Following the intifada outbreak, the rate of monthly general practitioner visits reported by the two health insurers increased for both men and women (Table 2 and Figure 2, smoothed line; data are shown for both genders combined). There were also short- and long-term increases in the number of monthly ambulance calls (Figure 3).

Our inquiry focused on a single behavioral dimension, health service use, among the general population in response to terrorism. Analogously, Stecklov and Goldstein (17) focused on driving behavior during part of the period we covered. Neither that study nor ours targeted people that survived the attacks or were bereaved by the loss of a significant other.

Our results show that, with few exceptions, the Jerusalem residents did not seek increased help from psychiatric services during the study period. Thus there was no increased influx of adult patients to governmental psychiatric clinics, except for elderly patients, a subgroup that may be vulnerable to terrorism-related stress due to earlier life exposure to the Holocaust and past wars (22). Last, the changes in the relative proportion of diagnoses over time among new patients failed to remain significant following statistical correction. These almost general negative findings are reinforced by the reduction in the long-term first psychiatric hospitalizations, or, stating it more conservatively, by the nonreversal of a negligible descending trend that characterizes first inpatient admissions in the country (35). The readmission of patients who had been previously hospitalized showed mixed results, a short-term increase (a possible effect of stress on this vulnerable group [36]) but no long-term changes, perhaps an effect of adaptation. Consistent with studies in the United States (37) and in Israel (6), emergency personal crisis telephone hotline service use increased. This is not surprising, since this service is easily accessible from home, it operates around the clock, it is free, and it is anonymous. It is important to note in order to better judge the results that Jerusalem did not lose more residents during the period studied compared with previous years (www.jils.org.il/shnaton), although life in the city was more dangerous.
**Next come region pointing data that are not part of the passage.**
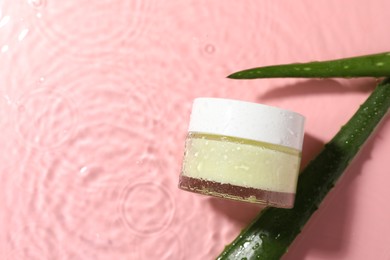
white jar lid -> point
(247, 120)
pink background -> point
(94, 105)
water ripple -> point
(147, 208)
(91, 28)
(153, 248)
(45, 118)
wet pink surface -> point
(94, 105)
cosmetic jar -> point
(243, 151)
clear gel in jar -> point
(243, 151)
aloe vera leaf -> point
(271, 233)
(375, 65)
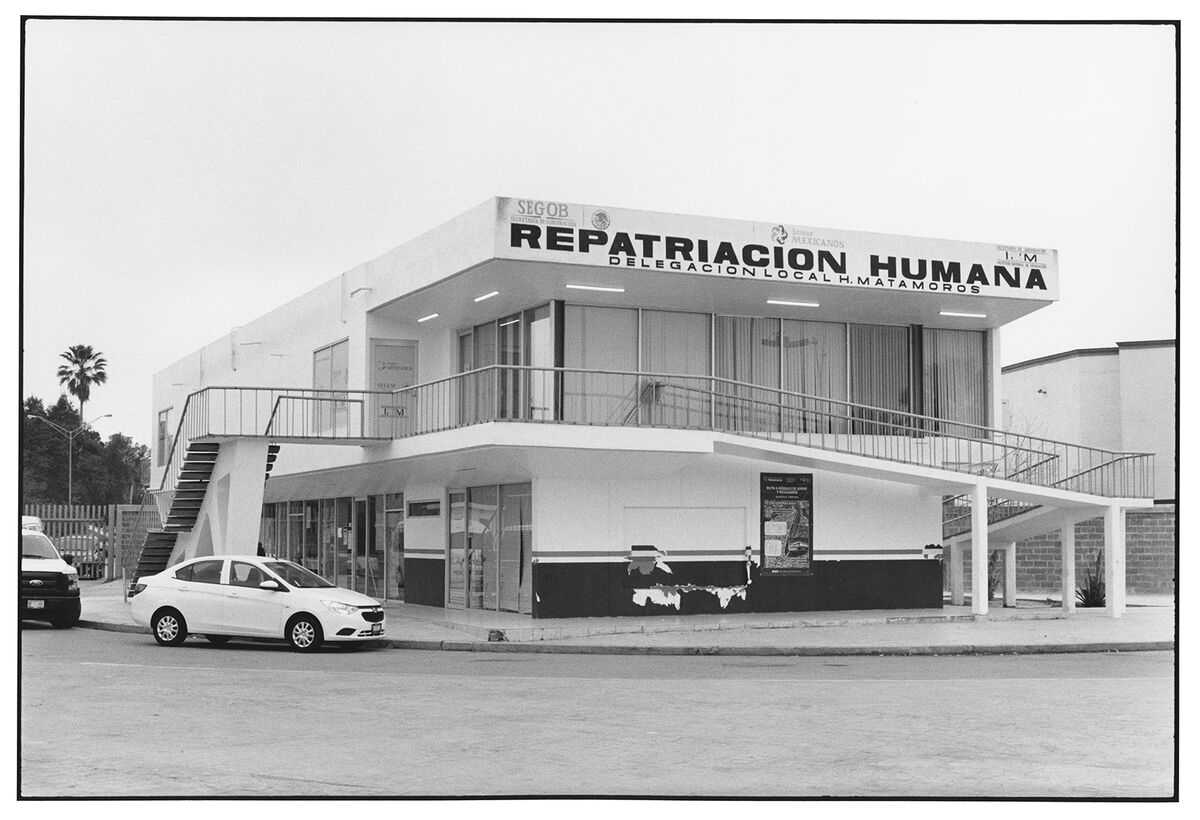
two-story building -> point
(564, 410)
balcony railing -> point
(604, 397)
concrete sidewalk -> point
(1032, 627)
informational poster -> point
(393, 366)
(786, 521)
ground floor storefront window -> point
(355, 543)
(491, 549)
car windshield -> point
(297, 575)
(36, 545)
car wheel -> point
(169, 628)
(304, 633)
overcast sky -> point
(184, 178)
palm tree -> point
(83, 369)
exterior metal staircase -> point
(191, 486)
(273, 450)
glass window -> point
(673, 347)
(814, 363)
(954, 378)
(298, 576)
(203, 572)
(394, 537)
(747, 349)
(331, 371)
(456, 594)
(539, 352)
(599, 339)
(879, 376)
(245, 575)
(509, 349)
(516, 548)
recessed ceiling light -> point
(594, 287)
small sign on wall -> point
(786, 522)
(419, 509)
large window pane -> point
(678, 346)
(879, 376)
(747, 351)
(510, 354)
(539, 352)
(456, 594)
(516, 548)
(814, 364)
(600, 339)
(394, 536)
(483, 568)
(954, 378)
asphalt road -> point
(114, 714)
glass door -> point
(343, 543)
(483, 567)
(366, 555)
(491, 543)
(516, 548)
(456, 567)
(540, 353)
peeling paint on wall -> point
(672, 594)
(646, 560)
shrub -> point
(1092, 592)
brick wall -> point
(1150, 555)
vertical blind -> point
(747, 349)
(814, 358)
(879, 376)
(676, 343)
(954, 378)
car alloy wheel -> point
(169, 628)
(304, 634)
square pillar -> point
(979, 549)
(1067, 534)
(1114, 561)
(954, 567)
(1011, 574)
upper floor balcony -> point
(623, 399)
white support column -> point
(231, 514)
(979, 549)
(1114, 561)
(1068, 568)
(1011, 574)
(955, 570)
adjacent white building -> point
(564, 410)
(1117, 397)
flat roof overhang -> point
(527, 283)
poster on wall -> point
(393, 366)
(786, 522)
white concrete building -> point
(564, 410)
(1117, 397)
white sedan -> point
(235, 596)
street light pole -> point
(70, 435)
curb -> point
(761, 651)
This report has some limitations. Information was collected and recorded by agencies outside our immediate supervision, except those from the government (35). Also, data from the university clinic specializing in stress reactions following all types of traumatic events were not collected nor were data from private practice psychologists funded by the National Insurance Institute. Those settings, which charge a fee for their services, mostly or solely provide care for survivors of the attacks and their families as well as for bereaved families that may be referred by the National Insurance Institute rehabilitation officers upon need. Recall here that our focus was the general Jerusalem population and not persons directly involved in the attacks.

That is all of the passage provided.